At this point we dug out the SRAM patent and in particular a paragraph relating to the wireless protocol, which says it's a “2.4 GHz transceiver utilising AES encryption and DSS spread spectrum technology supporting 16 channels and the IEEE 802.15.4 communication protocol." That might as well be Navajo to us, but it spoke volumes to Mark.

It's an ISM or Zigbee/Z-Wave style product then, co-opted for bikes. There are a whole slew of these, too many to list. They are all semi-proprietary, but all available as "off the shelf" chipsets. In this article, there is a table with ISM in the middle, and all the options are just listed as "various".

Specifics: The AES encryption means hard-to-hack, so forget spotty hackers homing in on one specific bike's comms. DSS means "Digital Spread Spectrum", which is expected, and is simply a mechanism for making the radio signal robust and hard to interfere with - you know, by things like microwave ovens, wifi (which lives in the same band), poorly suppressed ignition, etc. DSS is used in everything these days (digital TV, DAB radio, DECT and mobile phones), so it is nothing exotic.

The IEEE 802.15.4 bit is just an international standards listing for physical and MAC activity [Machine Access Control]. You know, like a computer has a MAC address? The patent isn't very "patenty" in that none of this is a new invention, it's all a couple of years old at least. Spread-spectrum was invented by the famous film star Hedy Lamarr in the 1940s, which is one of the most obscure and arcane pieces of trivia I ever learned. She was a maths PhD!

It looks like it is all a versatile comms standard, bidirectional or even meshed maybe, robust, reliable in areas of interference. This no doubt drives some sort of miniaturised by fairly ordinary mechanical actuator system, and there is nothing new in all of that since electronic engine brains in motorbikes shrank all the sensors and actuators for use on throttle butterflies etc etc.

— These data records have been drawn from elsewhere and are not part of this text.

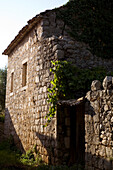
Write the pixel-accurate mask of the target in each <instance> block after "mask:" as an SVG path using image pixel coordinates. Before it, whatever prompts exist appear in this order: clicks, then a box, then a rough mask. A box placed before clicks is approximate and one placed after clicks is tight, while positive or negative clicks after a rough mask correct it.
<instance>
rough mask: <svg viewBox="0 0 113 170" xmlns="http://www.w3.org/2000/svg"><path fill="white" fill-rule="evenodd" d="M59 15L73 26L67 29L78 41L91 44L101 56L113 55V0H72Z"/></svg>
mask: <svg viewBox="0 0 113 170" xmlns="http://www.w3.org/2000/svg"><path fill="white" fill-rule="evenodd" d="M57 17H58V18H59V19H62V20H63V21H64V23H65V25H68V26H69V27H70V28H71V31H70V32H69V30H67V32H69V33H70V35H71V36H72V37H74V38H75V39H76V40H78V41H83V42H85V43H87V44H89V46H90V48H91V52H92V53H93V54H96V55H97V56H99V57H103V58H111V57H113V1H112V0H70V1H69V2H68V3H67V4H66V5H65V6H64V7H63V8H60V9H59V10H58V12H57Z"/></svg>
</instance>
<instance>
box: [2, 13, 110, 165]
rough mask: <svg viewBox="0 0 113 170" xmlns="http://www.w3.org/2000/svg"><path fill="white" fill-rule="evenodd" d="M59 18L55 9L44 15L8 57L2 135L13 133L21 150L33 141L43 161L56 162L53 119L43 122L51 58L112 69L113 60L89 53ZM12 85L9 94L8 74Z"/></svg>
mask: <svg viewBox="0 0 113 170" xmlns="http://www.w3.org/2000/svg"><path fill="white" fill-rule="evenodd" d="M64 25H65V24H64V23H63V21H60V20H58V19H57V18H56V13H55V12H47V13H46V14H44V16H43V19H42V21H41V22H40V23H38V24H37V25H35V27H34V28H33V29H32V30H31V31H30V32H29V33H28V34H27V35H26V36H25V37H24V39H23V40H22V41H21V42H20V43H19V44H18V45H17V46H16V47H15V49H14V50H13V51H12V52H11V53H10V55H9V57H8V70H7V90H6V117H5V131H4V133H5V135H7V136H9V135H10V134H11V135H13V136H14V139H15V142H16V144H17V145H18V146H19V147H20V142H21V147H22V149H24V150H25V151H26V150H28V149H29V148H32V147H33V146H34V145H35V144H36V145H37V148H38V149H39V152H40V153H41V155H42V158H43V160H44V161H45V162H47V163H48V162H51V163H52V164H57V163H58V159H57V157H58V147H57V136H58V134H57V133H58V132H57V129H58V127H57V121H58V120H57V119H56V116H55V117H54V119H53V120H52V122H51V124H50V125H49V126H47V127H43V125H45V123H46V120H45V116H46V114H47V113H48V112H49V104H48V103H47V98H48V91H47V88H49V87H51V84H50V81H51V80H52V79H53V75H52V74H51V72H50V68H51V67H53V66H52V64H51V60H57V59H59V60H67V61H71V62H73V64H76V66H78V67H80V68H92V67H96V66H105V67H106V68H107V69H108V70H113V67H112V65H113V60H107V59H106V60H105V59H101V58H98V57H96V56H93V55H92V54H91V52H90V51H89V50H88V46H87V45H85V44H84V43H79V42H77V41H75V40H73V39H72V38H71V37H70V36H69V35H68V34H67V33H66V29H68V28H67V27H66V26H65V27H64ZM26 59H27V68H28V70H27V85H26V88H23V87H22V70H23V65H22V63H23V61H24V60H26ZM12 71H14V87H13V93H11V90H10V89H11V73H12Z"/></svg>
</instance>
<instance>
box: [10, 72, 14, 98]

All told it sounds very realistic and workable, based on existing proven technology and impossible to interfere with except for the "blanket" approach I mentioned earlier. Using wide-band spread-spectrum may even make this impractical, which is entirely possible.

There you go then. Thanks in part to a bright idea by a mid-twentieth century film star, SRAM's wireless shifting should resist the kind of electronic attacks people are worrying about.